Ora, con quelle lettere tra le mani, la donna sapeva che poteva avere una possibilità per riscattare quell’amore perduto. Se avesse fatto sapere a Seamy della sua scoperta, lui avrebbe trovato il modo di adoperarla a loro favore, portando un po’ di soldi a casa. Egli amava solo quelli, lo sapeva benissimo. “I soldi hanno fatto la fortuna e la gioia di chiunque” ripeteva sempre “Noi siamo dei miserandi, soprattutto per colpa tua. Per il tuo lavoro sono rimasto in questo squallido paese, per le tue lune ho rifiutato molte offerte di lavoro. E tu.. tu non mi hai mai dato neppure un figlio. Se avessi avuto qualcuno ad aiutarmi nel lavoro nei campi, a quest’ora non avrei la schiena a pezzi e non sarei costretto a fare questi orari massacranti. Un figlio.. neppure quello ha saputo darmi!”
Ripensando a quelle parole, Marta trasalì. Sofia se ne accorse, e la guardò con uno sguardo differente. La donna si voltò verso quegli occhioni che la fissavano e vide in quella fanciulla la figlia che non era mai riuscita ad avere. Non poteva. E questo le pesava sul cuore come un macigno. Sapeva che la maternità avrebbe potuto risvegliare in lei quella femminilità che in molti casi le era stata negata. Ma dopo due aborti spontanei, i medici le avevano assicurato che non sarebbe più stata in grado di avere figli.
Sofia le si avvicinò, mentre i minuti scorrevano velocemente.

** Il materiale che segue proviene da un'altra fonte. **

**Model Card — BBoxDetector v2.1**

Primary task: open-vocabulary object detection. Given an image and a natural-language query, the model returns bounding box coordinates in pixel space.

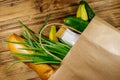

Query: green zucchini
[64,17,89,32]
[80,0,95,21]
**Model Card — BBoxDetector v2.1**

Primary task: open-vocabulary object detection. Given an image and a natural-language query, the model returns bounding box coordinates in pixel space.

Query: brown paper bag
[49,16,120,80]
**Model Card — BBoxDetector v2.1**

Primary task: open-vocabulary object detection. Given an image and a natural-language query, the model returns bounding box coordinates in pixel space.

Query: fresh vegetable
[80,0,95,21]
[64,17,89,32]
[49,25,58,41]
[76,4,88,21]
[8,34,54,80]
[6,15,71,80]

“Che cosa c’è che non va, Marta?” chiese la bambina con una dolcezza rinata.
“Mi sento troppo, troppo in colpa per tutto quello che ti sta accadendo.. piccola.. tua madre ti ha lasciato qui, in mezzo a questa confusione.. ti ha lasciato a tuo nonno, che non ha la minima intenzione di dare importanza ai sentimenti. Lui non vuole perdere il suo denaro, questo conta per lui. Ma ora… io.. io non posso tenerti qui , come una prigioniera. Ho sbagliato. Sono stata maledettamente una stupida e ti ho messo in mezzo.. ma forse non è troppo tardi per salvarti. Potremmo.. potremmo fuggire insieme. Ti porto via da questo posto..si, potrei salvare la situazione e scappare da questo inferno!”
Marta era infervorata e preoccupata allo stesso tempo, e sul suo viso tutto ciò era evidente.
Sofia le si avvicinò con cautela, si sporse verso l’orecchio della donna e le sussurrò “.. fingi di volare..”.